Using a combination of biomarkers and mood assessments, researchers will study how pregnant women who are experiencing depression respond to different antidepressants in a clinical trial funded by a grant from the National Institutes of Health to UTHealth Houston. Depression affects approximately 12% of pregnant women, according to the Centers for Disease Control and Prevention.
The goal of the study, led by Laura Goetzl, MD, and Sudhakar Selvaraj, MD, PhD, of McGovern Medical School at UTHealth Houston, is to develop a new testing paradigm to rapidly identify women who are responders to antidepressants. At the same time, the researchers will investigate how those antidepressants might affect the developing baby's brain.
Goetzl, a professor in the Department of Obstetrics, Gynecology and Reproductive Sciences at McGovern Medical School, will examine maternal blood samples before and after the start of antidepressant medication to determine the effect of treatment on messages from the fetal brain found in maternal blood. These messages are found within small particles called extracellular vesicles that are released from the fetal brain, cross the placenta, and enter the maternal blood stream, carrying proteins and other biomarkers. Goetzl will also test maternal blood from the third trimester to identify markers for risk of neonatal withdrawal, or neonatal abstinence syndrome, from the antidepressant.

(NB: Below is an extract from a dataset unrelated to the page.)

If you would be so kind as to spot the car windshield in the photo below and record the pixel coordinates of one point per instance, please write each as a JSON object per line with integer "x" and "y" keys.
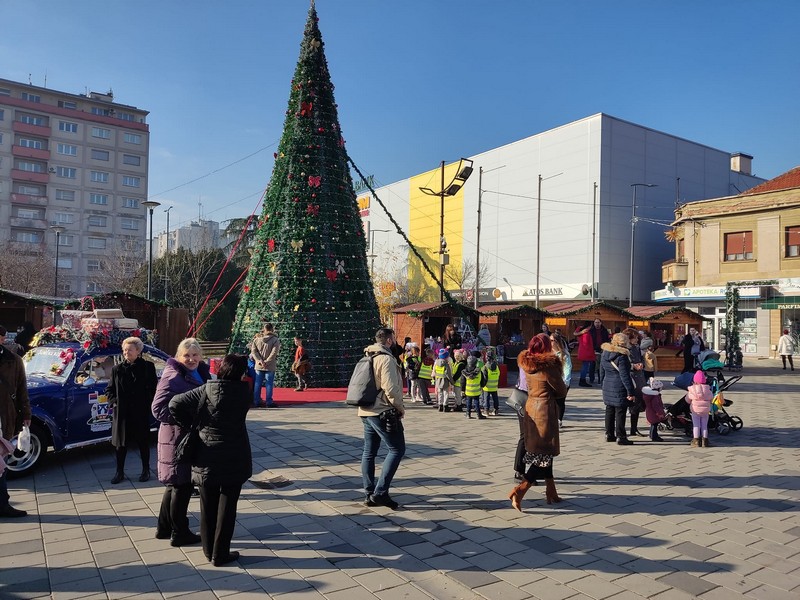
{"x": 50, "y": 362}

We will be able to predict which moms are going to respond and which aren't by looking at the messages that came from their brain and how their brain is responding to the medication. The novel thing about our research is that we can also separate out signals coming specifically from the baby's brain in the mom's blood. This gives us a noninvasive window into what's happening in the baby's brain before and after starting anti-depressant medication."
Laura Goetzl, MD, Vice Chair, Department for Translational Research, UTHealth Houston
Mothers on an antidepressant will be evaluated through specific questionnaires and mood scales to see if their depression gets better while taking the medication, while their blood-based markers will simultaneously be measured throughout the treatment during pregnancy.
"Pregnancy mental health is a largely ignored area," said Selvaraj, associate professor and director of the Depression Research Program at the Louis A. Faillace, MD, Department of Psychiatry and Behavioral Sciences with McGovern Medical School. "Depression during pregnancy is a very serious problem that affects the mother and the baby, and most women do not receive sufficient evaluation or treatment. If there is a marker that can tell which prescribed medication works, then we can do proper treatment and reduce any problems."